Opinion

Black vs. Kissinger and Buckley

Hey, we thought you were 'friends'!

By Murray Dobbin, 3 Jan 2008, TheTyee.ca

Conrad Black close up

Black: Weird column.

In a smackdown between two titans of the right -- William F. Buckley Jr. and Conrad Black -- who is most likely to win? Buckley, googly-eyed master of the sneering putdown, or Black, aka the "Dark Lord"?

The answer is obvious. The winner is Buckley for the simple reason that he is not the one going to jail. A soon-to-be convict like Black needs all the friends he can get and cannot afford to be mouthing off the way he recently did in the National Post and New York Sun.
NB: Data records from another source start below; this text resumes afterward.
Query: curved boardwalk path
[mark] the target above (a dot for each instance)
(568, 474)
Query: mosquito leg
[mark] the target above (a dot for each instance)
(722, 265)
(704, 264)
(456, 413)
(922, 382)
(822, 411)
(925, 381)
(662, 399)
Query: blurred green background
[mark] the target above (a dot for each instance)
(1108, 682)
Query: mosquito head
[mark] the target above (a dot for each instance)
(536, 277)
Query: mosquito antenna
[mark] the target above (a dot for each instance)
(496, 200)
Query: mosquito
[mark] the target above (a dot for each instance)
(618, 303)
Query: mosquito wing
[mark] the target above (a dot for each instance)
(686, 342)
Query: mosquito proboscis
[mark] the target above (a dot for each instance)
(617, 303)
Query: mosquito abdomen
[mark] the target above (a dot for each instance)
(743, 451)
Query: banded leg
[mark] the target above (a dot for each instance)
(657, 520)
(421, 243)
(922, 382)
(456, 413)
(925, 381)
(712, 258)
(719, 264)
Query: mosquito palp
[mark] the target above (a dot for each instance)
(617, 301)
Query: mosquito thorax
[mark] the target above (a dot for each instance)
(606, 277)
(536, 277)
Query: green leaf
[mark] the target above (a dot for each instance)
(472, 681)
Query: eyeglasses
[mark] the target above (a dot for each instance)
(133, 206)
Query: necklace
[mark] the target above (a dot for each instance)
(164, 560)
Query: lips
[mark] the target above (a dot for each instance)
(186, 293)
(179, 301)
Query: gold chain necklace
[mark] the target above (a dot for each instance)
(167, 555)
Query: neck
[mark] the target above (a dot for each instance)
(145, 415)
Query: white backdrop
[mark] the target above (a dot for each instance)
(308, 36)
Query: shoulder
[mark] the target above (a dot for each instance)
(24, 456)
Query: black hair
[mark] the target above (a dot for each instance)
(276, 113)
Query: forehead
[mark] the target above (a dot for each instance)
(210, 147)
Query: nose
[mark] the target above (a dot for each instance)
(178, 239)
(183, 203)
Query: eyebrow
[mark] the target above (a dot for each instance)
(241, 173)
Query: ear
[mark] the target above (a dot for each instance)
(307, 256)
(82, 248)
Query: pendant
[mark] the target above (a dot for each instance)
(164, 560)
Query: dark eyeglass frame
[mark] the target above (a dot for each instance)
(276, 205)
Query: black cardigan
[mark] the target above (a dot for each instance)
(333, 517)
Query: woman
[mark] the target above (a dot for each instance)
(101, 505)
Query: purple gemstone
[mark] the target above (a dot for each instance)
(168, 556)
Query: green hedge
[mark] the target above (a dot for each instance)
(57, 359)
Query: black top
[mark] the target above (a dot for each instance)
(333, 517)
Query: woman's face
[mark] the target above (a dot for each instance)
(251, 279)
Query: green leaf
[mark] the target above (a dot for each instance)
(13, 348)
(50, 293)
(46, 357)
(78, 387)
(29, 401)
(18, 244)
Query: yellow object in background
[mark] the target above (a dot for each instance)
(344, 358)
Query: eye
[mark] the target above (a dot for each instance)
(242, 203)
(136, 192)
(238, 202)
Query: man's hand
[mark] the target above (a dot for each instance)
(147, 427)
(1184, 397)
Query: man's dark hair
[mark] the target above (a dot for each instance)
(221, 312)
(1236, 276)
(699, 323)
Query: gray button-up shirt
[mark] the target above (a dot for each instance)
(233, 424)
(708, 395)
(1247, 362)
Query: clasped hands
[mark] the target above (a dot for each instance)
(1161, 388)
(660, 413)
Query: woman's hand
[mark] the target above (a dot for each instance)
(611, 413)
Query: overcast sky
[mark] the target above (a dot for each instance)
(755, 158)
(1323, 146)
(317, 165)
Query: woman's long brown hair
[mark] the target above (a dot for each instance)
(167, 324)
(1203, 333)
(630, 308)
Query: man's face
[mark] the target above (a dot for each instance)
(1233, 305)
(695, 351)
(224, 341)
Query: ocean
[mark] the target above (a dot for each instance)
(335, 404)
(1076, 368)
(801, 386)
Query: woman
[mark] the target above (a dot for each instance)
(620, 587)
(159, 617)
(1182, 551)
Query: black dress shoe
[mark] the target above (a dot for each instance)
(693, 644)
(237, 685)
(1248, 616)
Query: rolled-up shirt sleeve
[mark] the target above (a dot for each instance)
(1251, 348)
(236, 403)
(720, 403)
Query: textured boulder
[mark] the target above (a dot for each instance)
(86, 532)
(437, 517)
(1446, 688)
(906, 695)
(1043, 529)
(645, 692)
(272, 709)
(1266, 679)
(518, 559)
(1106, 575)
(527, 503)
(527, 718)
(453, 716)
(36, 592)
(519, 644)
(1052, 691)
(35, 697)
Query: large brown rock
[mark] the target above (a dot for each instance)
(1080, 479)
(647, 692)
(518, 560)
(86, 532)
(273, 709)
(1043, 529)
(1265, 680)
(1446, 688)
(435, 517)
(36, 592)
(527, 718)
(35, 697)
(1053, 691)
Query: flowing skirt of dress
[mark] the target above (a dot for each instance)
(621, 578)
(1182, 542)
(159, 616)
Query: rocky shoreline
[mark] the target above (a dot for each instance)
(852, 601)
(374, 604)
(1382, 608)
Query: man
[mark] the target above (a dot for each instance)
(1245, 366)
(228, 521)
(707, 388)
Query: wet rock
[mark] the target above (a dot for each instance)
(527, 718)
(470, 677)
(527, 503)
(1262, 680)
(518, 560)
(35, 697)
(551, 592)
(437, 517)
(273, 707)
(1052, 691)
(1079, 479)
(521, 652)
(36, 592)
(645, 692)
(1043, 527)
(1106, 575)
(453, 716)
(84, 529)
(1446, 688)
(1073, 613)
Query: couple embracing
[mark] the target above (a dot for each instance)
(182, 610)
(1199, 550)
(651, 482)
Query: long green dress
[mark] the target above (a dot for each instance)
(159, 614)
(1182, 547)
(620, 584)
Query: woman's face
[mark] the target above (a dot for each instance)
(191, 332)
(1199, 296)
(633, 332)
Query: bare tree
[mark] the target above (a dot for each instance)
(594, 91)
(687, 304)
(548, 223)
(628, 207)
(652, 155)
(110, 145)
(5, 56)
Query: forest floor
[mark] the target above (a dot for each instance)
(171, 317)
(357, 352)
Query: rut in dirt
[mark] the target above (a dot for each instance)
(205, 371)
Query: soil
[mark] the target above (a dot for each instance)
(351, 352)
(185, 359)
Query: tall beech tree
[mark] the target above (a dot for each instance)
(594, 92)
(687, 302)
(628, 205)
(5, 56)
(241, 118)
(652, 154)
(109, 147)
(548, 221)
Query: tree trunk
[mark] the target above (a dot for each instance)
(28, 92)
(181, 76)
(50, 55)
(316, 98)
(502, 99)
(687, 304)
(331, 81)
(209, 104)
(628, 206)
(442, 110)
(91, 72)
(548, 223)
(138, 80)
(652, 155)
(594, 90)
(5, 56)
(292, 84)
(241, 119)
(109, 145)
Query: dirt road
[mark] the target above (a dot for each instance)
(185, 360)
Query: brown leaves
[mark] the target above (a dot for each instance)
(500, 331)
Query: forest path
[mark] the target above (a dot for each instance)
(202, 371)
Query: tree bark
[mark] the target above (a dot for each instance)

So what possessed Conrad Black to write a column attacking not only Buckley but also Henry Kissinger, both of whom he is still claiming as friends? Challenged to explain why he would choose to get into this scrap with influential people after just being sentenced to go to jail for six and a half years, Black might argue "well, they started it." But his weird response provides a reminder of what a bizarre personality once dominated the Canadian newspaper scene.

Black's column was provoked by a piece Buckley wrote this December in the National Review. Buckley claimed it had been "painful" for Black's friends to write the character references they had submitted in order to moderate his sentence. He explained "It seemed to this friend, as to quite a few others, that he probably was guilty on at least some of the charges."

Buckley allowed that the crimes Black was accused of were "not the same thing" as Oswald's assassination of President Kennedy (ouch!), but said that he and other friends thought Black was "out of his mind" for pursuing the aggressive defence that he did.

As for Henry Kissinger, Black complains that the former Hollinger Inc. board member had told the FBI that Black was "probably guilty of something."

Going after Kissinger

Black's reply to Buckley and Kissinger amounts to far more than taking a few swipes at old friends, as was reported. His column meticulously describes how Buckley, when given an opportunity to gracefully decline, had insisted he really wanted to write a character reference on Black's behalf to the judge in his trial. That Buckley had said at the time he would find it a "pleasing" task. That it was Black's lawyers -- not Buckley -- who came up with the idea that the character reference should not discuss the specifics of the case.

These otherwise boring details are significant because they directly contradict Buckley's version of events. Is Black accusing Buckley of lying?

Kissinger's regard for the truth comes under even sharper attack. Black claims Richard Nixon had once told him Kissinger would lean whichever way the prevailing winds blew. In terms of help with his own legal problems, Black says Kissinger "promised more and I hoped for more, but Henry Kissinger is an 84-year-old fugitive from Nazi pogroms, and has made his way famously in the world by endlessly recalibrating the balance of power and correlation of forces in all situations."

Is Black saying that lack of integrity is a natural result of experiencing persecution? What about all the victims of bigotry who became advocates for justice, regardless of the personal cost?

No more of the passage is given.